It turns out that money can buy you happiness – as long as you live in an OECD country.
I came across a great project: the “World Happiness Reportt” which is a survey of the state of global happiness. The project ranks 156 countries by a Happiness Indicator. The Happiness Indicator is based on the Gallup World Poll which surveys a representative proportion of the population in most countries to produce results across six factors (levels of GDP, life expectancy, generosity, social support, freedom and corruption). These six factors are combined into an overall Happiness Index.
Before you criticise the approach, the authors freely admit that the measures are not entirely independent nor is the causal link always straightforward. For example wealthier people live longer – not because of the intrinsic health benefits of rolling in cash but because high per capita GDP often occurs in countries that also have good public health systems. Hence high levels of GDP, long life expectancy and low levels of corruption are not independent measures. Despite the limitations, it is a neat way to combine a whole lot of messy inter-related factors to give a global snapshot and country by country comparison.
The Happiness Index ranges from 2.9-7.7 (an average country has a Happiness Index of around 5 (Figure 1)). The top 20 (Figure 2) and bottom 20 (Figure 3) pretty much reflect what you might expect from the nightly news.
Figure 1: Distribution of Happiness Scores
Figure 2: Happiest 20 Countries (2015 Happiness Indicator)
Figure 3: Unhappiest 20 Countries (2015 Happiness Indicator)
Money cannot buy you happiness – or can it?
Money can’t buy happiness, but neither can poverty. – Leo Rosten
Figure 4: Happiness Index as a function of GDP per capita (USD). The slope of the line indicates – more wealth = more happiness. It seems money can buy happiness after all.
A criticism of Figure 4 is that representing wealth in the same currency everywhere (USD) doesn’t take account of the different buying power of a dollar in different economies (i.e. you can buy more happiness for one USD in Chile than Sweden). The way to deal with this is “Purchasing Power Parity”. We use the GDP per capita based on purchasing power parity by the world bank and include all countries from the happiness index study (Figure 5). This brings Chile back into the fold (Luxembourg still stands out on the right), but the general trend still applies – money does buy you happiness.

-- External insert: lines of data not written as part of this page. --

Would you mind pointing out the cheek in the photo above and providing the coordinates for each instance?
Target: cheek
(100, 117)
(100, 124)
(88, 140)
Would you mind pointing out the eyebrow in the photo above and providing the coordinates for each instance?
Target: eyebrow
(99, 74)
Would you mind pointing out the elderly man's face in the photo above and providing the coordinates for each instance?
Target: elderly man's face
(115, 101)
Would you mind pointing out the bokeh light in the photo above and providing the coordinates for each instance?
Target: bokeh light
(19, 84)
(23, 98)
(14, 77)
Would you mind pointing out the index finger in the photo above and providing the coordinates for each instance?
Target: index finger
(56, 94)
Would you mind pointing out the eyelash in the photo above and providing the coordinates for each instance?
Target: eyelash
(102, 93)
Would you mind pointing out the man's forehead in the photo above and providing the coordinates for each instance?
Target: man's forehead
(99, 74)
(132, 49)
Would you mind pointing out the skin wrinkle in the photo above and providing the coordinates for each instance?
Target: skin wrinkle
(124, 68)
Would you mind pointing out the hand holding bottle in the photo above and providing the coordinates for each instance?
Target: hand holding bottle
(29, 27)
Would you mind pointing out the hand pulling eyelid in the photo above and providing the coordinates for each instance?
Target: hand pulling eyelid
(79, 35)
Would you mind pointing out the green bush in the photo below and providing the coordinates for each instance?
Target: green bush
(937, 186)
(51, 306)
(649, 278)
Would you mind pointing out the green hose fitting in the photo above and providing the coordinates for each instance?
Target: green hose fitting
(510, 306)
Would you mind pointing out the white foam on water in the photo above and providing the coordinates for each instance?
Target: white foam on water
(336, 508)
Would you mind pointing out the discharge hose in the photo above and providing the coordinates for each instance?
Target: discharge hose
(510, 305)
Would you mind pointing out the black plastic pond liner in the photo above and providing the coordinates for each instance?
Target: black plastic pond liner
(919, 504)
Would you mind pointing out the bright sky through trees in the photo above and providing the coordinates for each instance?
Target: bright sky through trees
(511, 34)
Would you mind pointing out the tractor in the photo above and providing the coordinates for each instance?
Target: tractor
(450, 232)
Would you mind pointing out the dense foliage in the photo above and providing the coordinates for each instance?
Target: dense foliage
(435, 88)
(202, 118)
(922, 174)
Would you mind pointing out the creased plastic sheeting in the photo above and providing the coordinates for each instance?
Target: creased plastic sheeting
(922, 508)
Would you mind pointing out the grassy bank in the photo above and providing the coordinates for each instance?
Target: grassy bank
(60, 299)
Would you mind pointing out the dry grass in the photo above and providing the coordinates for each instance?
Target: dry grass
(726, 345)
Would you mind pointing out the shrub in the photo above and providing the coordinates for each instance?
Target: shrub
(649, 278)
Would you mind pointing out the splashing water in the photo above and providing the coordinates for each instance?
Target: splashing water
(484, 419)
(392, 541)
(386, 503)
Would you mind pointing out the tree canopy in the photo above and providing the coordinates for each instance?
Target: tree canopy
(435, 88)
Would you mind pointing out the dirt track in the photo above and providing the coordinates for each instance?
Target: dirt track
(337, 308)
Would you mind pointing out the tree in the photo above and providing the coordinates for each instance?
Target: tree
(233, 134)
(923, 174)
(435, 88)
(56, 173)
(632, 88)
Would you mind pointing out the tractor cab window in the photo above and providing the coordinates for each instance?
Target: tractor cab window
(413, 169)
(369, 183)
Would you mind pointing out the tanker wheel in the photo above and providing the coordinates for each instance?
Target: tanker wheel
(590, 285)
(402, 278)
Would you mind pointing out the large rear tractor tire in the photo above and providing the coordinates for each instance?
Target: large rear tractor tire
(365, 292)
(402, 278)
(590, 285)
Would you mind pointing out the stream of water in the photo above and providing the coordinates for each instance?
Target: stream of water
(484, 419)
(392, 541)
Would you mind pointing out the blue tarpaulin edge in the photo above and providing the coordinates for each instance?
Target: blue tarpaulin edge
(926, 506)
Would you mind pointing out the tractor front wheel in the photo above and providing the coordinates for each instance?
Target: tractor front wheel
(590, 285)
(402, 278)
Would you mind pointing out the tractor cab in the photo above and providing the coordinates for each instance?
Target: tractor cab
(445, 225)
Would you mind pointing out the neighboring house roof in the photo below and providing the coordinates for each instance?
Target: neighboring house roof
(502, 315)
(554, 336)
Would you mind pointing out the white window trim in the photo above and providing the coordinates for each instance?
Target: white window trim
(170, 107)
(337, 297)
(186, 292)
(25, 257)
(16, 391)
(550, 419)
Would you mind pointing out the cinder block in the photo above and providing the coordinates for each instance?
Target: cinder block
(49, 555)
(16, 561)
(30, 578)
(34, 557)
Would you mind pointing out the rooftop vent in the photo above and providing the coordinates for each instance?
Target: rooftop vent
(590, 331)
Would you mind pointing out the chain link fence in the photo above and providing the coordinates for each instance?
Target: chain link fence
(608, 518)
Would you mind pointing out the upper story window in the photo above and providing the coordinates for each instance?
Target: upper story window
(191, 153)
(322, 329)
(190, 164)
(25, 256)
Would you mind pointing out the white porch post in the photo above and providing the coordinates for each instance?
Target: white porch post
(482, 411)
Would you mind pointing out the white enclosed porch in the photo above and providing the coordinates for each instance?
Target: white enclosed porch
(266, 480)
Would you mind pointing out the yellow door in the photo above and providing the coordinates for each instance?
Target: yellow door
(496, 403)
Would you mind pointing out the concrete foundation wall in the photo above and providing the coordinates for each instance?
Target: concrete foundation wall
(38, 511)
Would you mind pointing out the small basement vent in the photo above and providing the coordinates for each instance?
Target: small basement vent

Figure 5: Happiness Index based on GDP taking into account Purchasing Power Parity
What about the rest of the world? The OECD is 34 wealthy countries, surely they do not have a monopoly on happiness. We can add the other countries for which there is a Happiness Index (Figure 6). We see a lot more on the low end of the economic scale. The general trend still applies, but there is a broader spread with several relatively low income countries having high Happiness Index scores. So perhaps this more income = more happiness relationship is simply a western phenomenon.
Figure 6: Happiness Index including non-OECD countries
Can you tax your way to happiness?
That man is richest whose pleasures are cheapest. – Henry David Thoreau
The Nordic countries have relatively high levels of taxation as shown in an earlier post, and they use this tax base to create great social security and education systems. So maybe we can create happier nations through increased taxation. Alas – Figure 7 shows no correlation between taxation (data:OECD) and the Happiness Index. Despite the political rhetoric, being taxed doesn’t make you happier.
Figure 7: Tax (as percent of GDP) isn’t correlated with the Happiness Index.